If you work in human resources, you know how diverse and complicated your job responsibilities can be. From having to help employees make decisions for their futures to supplying information regarding benefits packages, the HR department has a lot going on. However, nothing seems to stump HR professionals more than where their loyalties lie, whether it be with the employees or with their employers. So to help make this balancing act a little easier to manage, here are three tips for advocating for the employees when you’re an HR professional.
Know That You Don’t Have To Choose
Before anything else, it’s good to know that although you’re working in HR, you don’t have to choose between serving the company and serving the employee. According to Crystal Spraggins, a contributor to TLNT.com, these two things don’t have to be mutually exclusive. In fact, you can simultaneously do what’s best both for your employer and for the employees. Once you realize this, it’s then up to you to figure out how to strike the balance for your particular company, which may be different than how other HR professionals strike a balance where they work. But after you decide that you don’t have to serve one and ignore the other, your job can get a whole lot easier.

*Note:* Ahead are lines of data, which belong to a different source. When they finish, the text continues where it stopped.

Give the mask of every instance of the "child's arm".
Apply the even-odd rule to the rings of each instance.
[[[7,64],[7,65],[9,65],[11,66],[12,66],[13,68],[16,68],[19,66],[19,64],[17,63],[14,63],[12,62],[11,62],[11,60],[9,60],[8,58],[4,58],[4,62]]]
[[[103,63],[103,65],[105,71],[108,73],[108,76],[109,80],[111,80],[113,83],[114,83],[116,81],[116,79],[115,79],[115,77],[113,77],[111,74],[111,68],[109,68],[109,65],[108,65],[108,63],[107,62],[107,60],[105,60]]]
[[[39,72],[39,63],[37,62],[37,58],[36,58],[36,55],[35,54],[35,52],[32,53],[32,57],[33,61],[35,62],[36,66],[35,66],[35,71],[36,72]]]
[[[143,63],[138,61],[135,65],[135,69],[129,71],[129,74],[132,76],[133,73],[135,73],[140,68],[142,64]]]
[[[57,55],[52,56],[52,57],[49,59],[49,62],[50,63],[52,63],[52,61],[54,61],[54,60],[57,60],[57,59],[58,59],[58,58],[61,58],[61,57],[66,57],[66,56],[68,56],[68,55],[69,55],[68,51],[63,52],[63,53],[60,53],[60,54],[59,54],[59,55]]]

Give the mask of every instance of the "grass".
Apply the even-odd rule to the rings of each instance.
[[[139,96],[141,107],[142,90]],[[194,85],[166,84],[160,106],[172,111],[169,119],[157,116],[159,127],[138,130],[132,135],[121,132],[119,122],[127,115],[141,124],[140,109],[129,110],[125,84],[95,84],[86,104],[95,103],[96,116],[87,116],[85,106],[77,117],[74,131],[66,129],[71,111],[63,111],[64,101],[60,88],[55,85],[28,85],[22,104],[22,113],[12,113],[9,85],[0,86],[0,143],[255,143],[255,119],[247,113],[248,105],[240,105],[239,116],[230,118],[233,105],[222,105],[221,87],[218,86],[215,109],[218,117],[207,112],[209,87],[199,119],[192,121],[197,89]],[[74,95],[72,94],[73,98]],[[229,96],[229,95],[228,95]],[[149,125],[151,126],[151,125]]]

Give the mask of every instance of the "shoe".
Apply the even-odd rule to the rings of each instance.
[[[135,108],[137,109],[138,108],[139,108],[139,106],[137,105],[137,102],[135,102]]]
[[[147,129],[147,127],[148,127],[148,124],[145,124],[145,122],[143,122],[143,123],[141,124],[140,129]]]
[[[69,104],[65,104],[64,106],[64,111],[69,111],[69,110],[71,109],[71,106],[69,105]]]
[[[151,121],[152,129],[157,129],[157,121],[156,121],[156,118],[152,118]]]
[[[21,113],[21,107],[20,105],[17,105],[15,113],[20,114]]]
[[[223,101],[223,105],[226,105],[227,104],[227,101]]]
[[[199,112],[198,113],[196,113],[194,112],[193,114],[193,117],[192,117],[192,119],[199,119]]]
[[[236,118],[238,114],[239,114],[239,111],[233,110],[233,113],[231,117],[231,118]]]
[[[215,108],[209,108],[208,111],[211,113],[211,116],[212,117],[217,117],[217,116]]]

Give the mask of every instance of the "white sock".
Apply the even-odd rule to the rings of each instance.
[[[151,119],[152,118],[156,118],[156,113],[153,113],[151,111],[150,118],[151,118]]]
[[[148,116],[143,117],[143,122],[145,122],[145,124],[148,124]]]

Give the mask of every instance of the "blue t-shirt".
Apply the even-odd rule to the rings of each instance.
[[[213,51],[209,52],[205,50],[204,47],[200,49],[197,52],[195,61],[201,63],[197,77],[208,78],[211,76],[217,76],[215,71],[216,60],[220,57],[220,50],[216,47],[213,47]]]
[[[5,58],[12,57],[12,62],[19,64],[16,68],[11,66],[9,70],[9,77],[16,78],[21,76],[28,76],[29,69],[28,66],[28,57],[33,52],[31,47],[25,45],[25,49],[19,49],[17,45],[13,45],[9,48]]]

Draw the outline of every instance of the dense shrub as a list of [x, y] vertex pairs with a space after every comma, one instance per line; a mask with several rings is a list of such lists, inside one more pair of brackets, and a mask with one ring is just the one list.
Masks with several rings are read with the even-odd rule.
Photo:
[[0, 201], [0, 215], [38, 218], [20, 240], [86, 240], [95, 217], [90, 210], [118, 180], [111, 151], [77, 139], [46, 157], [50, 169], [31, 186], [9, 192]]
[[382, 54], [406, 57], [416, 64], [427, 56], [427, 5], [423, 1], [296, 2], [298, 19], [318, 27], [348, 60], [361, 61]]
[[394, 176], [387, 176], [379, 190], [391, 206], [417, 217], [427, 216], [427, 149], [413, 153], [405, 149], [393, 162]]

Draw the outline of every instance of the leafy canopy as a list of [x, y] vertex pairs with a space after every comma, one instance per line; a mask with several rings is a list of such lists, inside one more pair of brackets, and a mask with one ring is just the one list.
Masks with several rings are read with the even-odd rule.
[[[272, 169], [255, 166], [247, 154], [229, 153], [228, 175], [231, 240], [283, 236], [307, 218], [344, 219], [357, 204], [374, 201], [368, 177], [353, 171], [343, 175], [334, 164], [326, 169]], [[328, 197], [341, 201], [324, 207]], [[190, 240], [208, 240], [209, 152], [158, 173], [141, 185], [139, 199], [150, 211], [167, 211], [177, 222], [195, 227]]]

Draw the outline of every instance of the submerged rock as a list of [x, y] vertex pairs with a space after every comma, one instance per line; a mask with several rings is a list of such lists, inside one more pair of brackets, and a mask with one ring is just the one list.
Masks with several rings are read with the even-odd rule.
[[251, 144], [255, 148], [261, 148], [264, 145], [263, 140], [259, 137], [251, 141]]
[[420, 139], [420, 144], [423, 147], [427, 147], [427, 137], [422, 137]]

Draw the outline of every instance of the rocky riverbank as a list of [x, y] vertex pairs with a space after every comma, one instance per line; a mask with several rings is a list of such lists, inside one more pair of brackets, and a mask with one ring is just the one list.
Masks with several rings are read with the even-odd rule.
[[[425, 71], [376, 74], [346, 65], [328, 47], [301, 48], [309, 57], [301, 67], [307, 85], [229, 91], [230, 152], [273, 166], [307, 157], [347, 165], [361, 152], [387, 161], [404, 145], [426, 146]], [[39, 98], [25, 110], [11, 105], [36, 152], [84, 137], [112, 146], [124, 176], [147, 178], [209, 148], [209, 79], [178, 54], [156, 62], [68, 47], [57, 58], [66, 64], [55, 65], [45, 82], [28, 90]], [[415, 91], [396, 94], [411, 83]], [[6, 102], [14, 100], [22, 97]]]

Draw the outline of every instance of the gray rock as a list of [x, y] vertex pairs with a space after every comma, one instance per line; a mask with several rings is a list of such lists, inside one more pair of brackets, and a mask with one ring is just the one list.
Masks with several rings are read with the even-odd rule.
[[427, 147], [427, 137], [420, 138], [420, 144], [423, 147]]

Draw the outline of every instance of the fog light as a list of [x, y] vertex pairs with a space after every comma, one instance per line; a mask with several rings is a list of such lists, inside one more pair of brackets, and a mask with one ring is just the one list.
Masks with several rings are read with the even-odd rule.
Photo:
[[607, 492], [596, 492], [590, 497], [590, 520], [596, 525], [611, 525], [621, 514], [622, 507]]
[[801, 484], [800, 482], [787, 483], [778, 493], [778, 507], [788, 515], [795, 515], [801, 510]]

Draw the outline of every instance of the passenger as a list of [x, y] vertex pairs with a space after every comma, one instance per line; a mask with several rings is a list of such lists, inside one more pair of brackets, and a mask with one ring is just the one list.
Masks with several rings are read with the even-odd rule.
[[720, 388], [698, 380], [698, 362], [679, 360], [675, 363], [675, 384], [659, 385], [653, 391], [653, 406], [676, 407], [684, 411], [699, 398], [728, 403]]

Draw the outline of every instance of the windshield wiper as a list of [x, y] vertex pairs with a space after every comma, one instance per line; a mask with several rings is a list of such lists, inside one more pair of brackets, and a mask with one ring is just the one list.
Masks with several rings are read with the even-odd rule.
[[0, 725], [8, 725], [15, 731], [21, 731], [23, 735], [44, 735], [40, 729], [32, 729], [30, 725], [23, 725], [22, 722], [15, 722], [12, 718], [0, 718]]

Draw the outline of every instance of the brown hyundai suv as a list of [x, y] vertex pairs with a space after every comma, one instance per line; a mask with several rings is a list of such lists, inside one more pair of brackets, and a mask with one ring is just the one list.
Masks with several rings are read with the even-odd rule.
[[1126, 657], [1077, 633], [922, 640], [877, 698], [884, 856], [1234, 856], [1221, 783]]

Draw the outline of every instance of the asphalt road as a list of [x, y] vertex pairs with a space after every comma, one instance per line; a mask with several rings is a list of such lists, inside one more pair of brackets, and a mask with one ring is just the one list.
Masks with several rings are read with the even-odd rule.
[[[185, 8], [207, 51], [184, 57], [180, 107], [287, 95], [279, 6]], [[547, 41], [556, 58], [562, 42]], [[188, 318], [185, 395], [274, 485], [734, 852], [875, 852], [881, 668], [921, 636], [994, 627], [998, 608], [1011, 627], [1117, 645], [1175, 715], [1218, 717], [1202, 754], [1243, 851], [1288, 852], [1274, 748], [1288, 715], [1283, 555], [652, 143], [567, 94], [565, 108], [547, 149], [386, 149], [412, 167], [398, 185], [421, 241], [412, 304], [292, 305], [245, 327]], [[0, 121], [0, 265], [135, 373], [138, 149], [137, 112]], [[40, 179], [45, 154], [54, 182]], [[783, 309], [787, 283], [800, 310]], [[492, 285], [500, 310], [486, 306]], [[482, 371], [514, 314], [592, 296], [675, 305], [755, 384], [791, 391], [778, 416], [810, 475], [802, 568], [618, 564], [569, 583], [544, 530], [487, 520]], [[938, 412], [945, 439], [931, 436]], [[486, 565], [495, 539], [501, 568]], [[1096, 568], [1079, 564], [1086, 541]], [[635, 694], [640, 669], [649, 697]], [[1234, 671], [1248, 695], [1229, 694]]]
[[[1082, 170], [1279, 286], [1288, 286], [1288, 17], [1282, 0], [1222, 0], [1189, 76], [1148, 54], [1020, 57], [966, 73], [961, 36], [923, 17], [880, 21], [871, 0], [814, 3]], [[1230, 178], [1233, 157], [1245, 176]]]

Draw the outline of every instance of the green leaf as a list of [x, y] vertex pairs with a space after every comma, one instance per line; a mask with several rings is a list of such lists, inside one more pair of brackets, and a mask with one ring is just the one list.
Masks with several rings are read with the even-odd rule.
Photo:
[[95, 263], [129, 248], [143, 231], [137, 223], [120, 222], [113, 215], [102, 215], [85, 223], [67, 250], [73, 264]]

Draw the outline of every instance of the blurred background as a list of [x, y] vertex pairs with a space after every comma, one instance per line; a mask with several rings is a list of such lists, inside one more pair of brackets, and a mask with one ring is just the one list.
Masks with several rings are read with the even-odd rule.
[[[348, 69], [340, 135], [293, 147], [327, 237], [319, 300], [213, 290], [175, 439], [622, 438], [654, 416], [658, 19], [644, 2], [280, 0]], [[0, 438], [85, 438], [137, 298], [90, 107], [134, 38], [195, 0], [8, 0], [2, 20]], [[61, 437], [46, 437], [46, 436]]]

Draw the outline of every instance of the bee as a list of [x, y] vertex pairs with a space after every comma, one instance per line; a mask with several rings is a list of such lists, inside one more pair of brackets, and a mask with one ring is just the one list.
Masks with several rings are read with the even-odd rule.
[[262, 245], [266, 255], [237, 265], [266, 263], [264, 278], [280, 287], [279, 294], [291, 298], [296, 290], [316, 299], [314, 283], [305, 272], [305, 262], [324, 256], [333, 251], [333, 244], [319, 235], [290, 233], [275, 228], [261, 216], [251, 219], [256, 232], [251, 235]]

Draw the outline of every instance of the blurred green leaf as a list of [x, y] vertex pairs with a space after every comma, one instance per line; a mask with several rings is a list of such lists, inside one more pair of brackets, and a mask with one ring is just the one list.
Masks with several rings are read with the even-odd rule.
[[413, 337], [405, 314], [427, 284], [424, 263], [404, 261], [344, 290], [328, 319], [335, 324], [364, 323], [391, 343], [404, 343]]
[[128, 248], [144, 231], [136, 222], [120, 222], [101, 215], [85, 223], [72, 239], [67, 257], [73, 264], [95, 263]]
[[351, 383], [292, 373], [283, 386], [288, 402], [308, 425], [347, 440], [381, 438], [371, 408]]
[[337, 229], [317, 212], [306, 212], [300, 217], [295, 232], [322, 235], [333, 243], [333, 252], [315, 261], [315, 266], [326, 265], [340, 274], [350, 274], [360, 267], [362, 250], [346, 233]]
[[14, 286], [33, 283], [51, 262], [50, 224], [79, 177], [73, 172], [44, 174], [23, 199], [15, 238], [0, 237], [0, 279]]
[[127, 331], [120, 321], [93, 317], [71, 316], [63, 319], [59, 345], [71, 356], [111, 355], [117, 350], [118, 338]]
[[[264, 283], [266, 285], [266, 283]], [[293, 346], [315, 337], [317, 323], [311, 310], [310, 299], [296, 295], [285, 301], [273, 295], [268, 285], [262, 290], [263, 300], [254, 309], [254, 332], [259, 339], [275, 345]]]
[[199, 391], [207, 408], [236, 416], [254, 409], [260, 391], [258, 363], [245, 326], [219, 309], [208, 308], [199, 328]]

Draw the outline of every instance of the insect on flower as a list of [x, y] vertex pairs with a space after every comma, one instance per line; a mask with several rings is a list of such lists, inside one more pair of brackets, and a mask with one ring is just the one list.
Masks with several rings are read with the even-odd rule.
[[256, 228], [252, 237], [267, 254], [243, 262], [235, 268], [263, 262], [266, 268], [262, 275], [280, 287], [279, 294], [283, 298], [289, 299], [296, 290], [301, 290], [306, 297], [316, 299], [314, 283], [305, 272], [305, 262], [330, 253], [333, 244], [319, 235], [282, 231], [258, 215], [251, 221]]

Effectively Manage The Talent
To help the employees of your company be the best they can be, you have to know how to effectively manage the talent that your business has on board. When you’re able to effectively do this, Susan M. Heathfield, a contributor to The Balance, shares that the employees will feel more at one with the organization and be better able to help themselves and others achieve the ultimate goals for the company. Some strategies for effective talent management can include finding the right candidates to hire, doing appropriate employee trainings, providing the right promotional opportunities and more.
Take Complaints Seriously
One area that HR often has to deal with is employee complaints. And while this can be something that you eventually start to tune out, it’s important that employees feel like they’re being heard and that their complaints are being taken seriously. According to Audra Bianca, a contributor to BizFluent.com, it’s HRs job to ensure that employees with complaints don’t turn into disgruntled employees who try to harm the company either from the inside or through tarnishing their reputation. So if this means that you need to help this employee take steps to become happier in the company, that’s often what you have to do.
If you’re in HR and aren’t sure how you can be an advocate for the employees while still fulfilling your other responsibilities, consider using the tips mentioned above to help you do just that.